Rozdział 18

334 46 8
                                    

DNI 5

Ups! Ten obraz nie jest zgodny z naszymi wytycznymi. Aby kontynuować, spróbuj go usunąć lub użyć innego.

DNI 5.

— Dobra Natasha, a teraz przestań udawać i powiedz mi co słyszałaś. — Spoważniałem. Sytuacja stała się bardzo niewygodna, powiedziałbym, że nawet uciążliwa i niezręczna, przez co była zupełnym przeciwieństwem mojego planu.

A podobno szczerość to najlepsze rozwiązanie.

Milczała.

Tak jak się spodziewałem.

Nie wyglądała na zaskoczoną, raczej na rozczarowaną tak powolnym obrotem spraw. Aktualnie patrzyła się na mnie jak na swoje kolejne zlecenie, cel. Po prostu była obojętna.

I obojętny byłem jej ja.

Jakby z pamięci wykasowała wszystkie wspomnienia związane ze mną.

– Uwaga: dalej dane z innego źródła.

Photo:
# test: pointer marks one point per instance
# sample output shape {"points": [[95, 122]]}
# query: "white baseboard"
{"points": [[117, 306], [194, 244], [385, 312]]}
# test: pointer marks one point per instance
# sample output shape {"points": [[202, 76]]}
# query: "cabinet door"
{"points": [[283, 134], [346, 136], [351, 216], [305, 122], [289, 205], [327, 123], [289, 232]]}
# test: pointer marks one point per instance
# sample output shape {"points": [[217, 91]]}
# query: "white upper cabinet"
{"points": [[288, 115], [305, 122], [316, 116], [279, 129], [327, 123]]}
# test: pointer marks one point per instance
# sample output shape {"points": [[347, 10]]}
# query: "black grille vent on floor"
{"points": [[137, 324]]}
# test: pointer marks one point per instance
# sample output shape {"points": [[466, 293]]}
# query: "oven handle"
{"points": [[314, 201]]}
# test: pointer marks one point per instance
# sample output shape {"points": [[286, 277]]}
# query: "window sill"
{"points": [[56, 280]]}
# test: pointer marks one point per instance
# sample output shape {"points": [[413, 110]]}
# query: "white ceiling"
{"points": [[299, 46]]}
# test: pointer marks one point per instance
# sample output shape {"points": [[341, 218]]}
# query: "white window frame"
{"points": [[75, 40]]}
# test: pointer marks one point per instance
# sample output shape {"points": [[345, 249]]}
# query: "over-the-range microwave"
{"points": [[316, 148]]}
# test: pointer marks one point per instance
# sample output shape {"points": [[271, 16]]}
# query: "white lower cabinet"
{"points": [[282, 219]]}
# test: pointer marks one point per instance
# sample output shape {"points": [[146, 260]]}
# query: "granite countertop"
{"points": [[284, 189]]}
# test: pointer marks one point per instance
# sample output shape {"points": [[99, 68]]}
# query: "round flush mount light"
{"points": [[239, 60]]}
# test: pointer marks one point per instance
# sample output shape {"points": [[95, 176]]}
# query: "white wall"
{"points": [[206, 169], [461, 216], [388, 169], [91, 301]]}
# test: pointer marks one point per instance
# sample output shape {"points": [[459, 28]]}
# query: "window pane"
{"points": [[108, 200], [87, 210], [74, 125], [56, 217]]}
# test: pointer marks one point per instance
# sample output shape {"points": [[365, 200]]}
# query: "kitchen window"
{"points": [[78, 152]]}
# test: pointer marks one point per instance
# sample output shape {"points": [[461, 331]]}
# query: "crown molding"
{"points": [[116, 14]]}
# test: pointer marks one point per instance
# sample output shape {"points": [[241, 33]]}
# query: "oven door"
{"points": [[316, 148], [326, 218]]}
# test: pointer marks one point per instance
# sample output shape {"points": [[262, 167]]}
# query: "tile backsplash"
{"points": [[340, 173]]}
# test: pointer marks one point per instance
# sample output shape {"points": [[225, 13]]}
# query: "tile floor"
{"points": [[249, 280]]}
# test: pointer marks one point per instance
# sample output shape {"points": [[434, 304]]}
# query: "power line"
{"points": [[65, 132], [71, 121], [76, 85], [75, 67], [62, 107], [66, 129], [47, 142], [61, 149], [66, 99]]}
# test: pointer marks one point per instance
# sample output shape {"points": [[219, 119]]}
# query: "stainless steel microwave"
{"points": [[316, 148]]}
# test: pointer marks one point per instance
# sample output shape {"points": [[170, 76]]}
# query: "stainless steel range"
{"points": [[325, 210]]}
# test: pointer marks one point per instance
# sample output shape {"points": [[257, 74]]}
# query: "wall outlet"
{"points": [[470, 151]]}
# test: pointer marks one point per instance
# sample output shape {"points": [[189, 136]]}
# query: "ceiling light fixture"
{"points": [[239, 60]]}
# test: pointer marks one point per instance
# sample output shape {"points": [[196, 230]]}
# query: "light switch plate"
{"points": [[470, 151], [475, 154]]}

Żądała wyjaśnień i to bolało.

— Okej nie chcesz mówić to nie, ale przynajmniej mnie wysłuchaj. Nie zamierzam się teraz tłumaczyć, bo nie muszę, ale chcę sprostowac sytuację, ponieważ jak widzę nie jest jasna obustronnie. — Ostatni wyraz zaakcentowałem dość mocno. Zastanowiłem się kilka razy i delikatnie przygryzłem policzek od środka.

Często robiłem tak, gdy chodziło o coś ważnego, co może się łatwo spierdolić.

To zdecydowanie było to coś takiego.

Teraz nawet nie ma dobrego rozwiązania. Po prostu jedna opcja jest mniej gówniana.

Minimalnie, niezauważalnie mniej beznadziejna.

— Obiecalismy sobie szczerość i od tego zacznę. Bo ja, Tasha, nie zamierzam Cię okłamywać. Co lepsze, nigdy tego nawet nie zrobiłem. — To fakt. Ale nieokłamywanie, a niemówienie prawdy to zupełnie inna bajka. — Nie spotkaliśmy się przypadkiem.

Uśmiechnąłem się kpiąco.

Jebane emocje.

— Zesłali mnie tutaj, żebym Cię zabił. Pewnie już to wiesz, ale śmiesznie się stało, bo to ty miałaś zabić kogoś innego! — Ironiczny śmiech.

Barton.

Uspokój się.

Błagam.

— Hmm... Ale pomyślmy dlaczego tego nie zrobiłem? Bo się w tobie zakochałem! Tak! Zajebiscie prawda? — Sarkazm przesiąkł mi do kocśi i zacząłem oddychać coraz szybciej. Natasha wstała ubierając szlafrok, który swoją drogą leżał na niej bardzo dobrze mimo złego rozmiaru. Prawdopodobnie był to nawet mój szlafrok.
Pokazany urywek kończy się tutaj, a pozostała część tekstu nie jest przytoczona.